Ungeachtet dessen und insoweit die Entscheidung selbstständig tragend scheidet eine inländische Fluchtalternative auch deshalb aus, weil nach den aktuellen Erkenntnismitteln in Großstädten (Istanbul, Izmir, Ankara) und an der Südküste es lediglich „in bestimmten Teilbereichen“ möglich sein soll, Homosexualität zu zeigen. Dies versteht die Einzelrichterin so, dass auch in den genannten Großstädten nicht überall, sondern offenbar nur in bestimmten Stadtteilen, Homosexualität gezeigt werden kann. Es ist der Klägerin jedoch nicht zumutbar und kann von ihr auch nicht vernünftigerweise erwartet werden, ihr Leben in einer der genannten Großstädte auf einen bestimmten Stadtteil zu beschränken und gewissermaßen in einem Ghetto zu leben. Dies gilt gleichermaßen, soweit es auch an der Südküste möglich sein soll, in bestimmten Teilbereichen Homosexualität zu zeigen.

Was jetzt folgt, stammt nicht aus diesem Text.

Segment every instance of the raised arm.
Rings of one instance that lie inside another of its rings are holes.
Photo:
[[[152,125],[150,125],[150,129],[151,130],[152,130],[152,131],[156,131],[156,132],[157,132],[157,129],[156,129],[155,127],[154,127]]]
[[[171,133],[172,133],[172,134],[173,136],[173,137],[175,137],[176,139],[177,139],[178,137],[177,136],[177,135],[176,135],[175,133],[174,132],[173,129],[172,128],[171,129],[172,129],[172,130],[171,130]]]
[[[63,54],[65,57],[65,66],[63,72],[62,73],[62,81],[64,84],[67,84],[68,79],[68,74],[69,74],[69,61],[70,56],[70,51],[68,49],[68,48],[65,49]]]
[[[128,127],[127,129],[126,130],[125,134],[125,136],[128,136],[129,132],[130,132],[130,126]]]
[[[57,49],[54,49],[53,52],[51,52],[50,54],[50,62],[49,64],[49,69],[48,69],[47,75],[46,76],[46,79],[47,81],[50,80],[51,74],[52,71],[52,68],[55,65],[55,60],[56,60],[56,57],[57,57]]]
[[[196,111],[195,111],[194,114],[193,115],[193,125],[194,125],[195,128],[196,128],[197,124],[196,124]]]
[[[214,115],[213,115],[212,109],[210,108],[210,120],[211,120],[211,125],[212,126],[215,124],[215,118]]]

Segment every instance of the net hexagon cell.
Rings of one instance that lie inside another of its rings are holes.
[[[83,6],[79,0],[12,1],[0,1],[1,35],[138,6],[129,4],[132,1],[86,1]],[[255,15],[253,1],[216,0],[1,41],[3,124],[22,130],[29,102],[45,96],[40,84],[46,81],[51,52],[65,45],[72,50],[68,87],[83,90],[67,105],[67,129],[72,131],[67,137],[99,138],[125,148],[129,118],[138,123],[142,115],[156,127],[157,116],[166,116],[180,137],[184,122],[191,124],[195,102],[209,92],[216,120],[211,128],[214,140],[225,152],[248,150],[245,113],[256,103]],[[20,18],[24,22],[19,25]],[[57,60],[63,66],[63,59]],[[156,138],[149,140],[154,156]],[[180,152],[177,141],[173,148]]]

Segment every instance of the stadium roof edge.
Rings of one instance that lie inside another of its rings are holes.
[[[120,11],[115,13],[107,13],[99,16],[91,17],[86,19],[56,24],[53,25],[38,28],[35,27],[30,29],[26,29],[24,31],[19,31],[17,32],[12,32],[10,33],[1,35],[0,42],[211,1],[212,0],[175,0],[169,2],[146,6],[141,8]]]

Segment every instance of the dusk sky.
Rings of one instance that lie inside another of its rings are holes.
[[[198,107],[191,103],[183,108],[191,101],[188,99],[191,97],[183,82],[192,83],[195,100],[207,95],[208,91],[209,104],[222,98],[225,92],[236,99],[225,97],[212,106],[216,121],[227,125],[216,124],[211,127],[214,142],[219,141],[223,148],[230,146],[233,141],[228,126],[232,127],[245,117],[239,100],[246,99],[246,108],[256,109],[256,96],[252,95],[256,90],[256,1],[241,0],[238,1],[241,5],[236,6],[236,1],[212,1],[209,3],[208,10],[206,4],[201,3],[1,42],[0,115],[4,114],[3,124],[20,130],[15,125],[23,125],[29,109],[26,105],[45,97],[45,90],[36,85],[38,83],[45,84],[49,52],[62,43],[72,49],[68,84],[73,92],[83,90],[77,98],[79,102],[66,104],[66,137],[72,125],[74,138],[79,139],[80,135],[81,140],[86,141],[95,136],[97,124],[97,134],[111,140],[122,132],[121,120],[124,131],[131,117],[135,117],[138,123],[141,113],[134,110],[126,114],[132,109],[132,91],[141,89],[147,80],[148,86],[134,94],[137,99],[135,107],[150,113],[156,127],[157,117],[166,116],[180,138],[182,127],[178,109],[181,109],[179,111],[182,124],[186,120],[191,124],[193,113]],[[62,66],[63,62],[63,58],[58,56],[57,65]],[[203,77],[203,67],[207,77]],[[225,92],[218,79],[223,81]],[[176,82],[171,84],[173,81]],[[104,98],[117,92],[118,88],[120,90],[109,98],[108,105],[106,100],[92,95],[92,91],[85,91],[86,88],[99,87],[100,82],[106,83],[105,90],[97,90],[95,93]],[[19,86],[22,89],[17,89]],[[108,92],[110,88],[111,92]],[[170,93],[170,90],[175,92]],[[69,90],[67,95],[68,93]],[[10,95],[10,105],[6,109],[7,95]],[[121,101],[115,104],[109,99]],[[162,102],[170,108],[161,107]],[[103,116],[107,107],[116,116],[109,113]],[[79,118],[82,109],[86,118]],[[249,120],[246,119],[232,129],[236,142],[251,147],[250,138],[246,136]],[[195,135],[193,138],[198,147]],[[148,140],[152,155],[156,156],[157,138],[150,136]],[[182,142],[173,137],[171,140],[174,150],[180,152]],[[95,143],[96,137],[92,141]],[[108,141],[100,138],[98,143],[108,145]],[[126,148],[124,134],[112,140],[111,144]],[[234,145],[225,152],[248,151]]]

Im Ergebnis ist der mit der Klage angegriffene Bescheid des Bundesamts vom 08.10.2019 in Ziffer 1. aufzuheben und die Beklagte zu verpflichten, der Klägerin die Flüchtlingseigenschaft zuzuerkennen. Darüber hinaus ist der Bescheid auch in den Ziffern 3. bis 5. aufzuheben. In den Ziffern 3. und 4. versagte das Bundesamt die Zuerkennung des subsidiären Schutzstatus bzw. die Feststellung von Abschiebungsverboten nach § 60 Abs. 5 und 7 Satz 1 AufenthG. Insoweit ist der Bescheid bereits deshalb aufzuheben, weil die Voraussetzungen für die Zuerkennung der insoweit vorrangigen Flüchtlingseigenschaft erfüllt sind. Damit werden die Ziffern 3. und 4. des angefochtenen Bescheids gegenstandslos (vgl. BVerwG, Urteile vom 26. Juni 2002 - 1 C 17.01 -, BVerwGE 116, 326, und vom 28. April 1998 - 9 C 1.97 -, BVerwGE 106, 339). Die in Ziffer 5. ergangene Abschiebungsandrohung ist ebenfalls aufzuheben, weil die Voraussetzungen für ihren Erlass nach § 34 Abs. 1 Satz 1 Nr. 2 AsylG infolge der Bejahung der Voraussetzungen für die Flüchtlingsanerkennung bereits dem Grunde nach nicht vorliegen. Gleiches gilt für die Befristung des gesetzlichen Einreise- und Aufenthaltsverbots (Ziffer 6.).
Die Kostenentscheidung folgt aus §§ 154 Abs. 1 VwGO, 83b AsylG. Die Entscheidung über die vorläufige Vollstreckbarkeit beruht auf § 167 VwGO in Verbindung mit § 708 Nr. 11 und § 711 Satz 1 und 2 ZPO.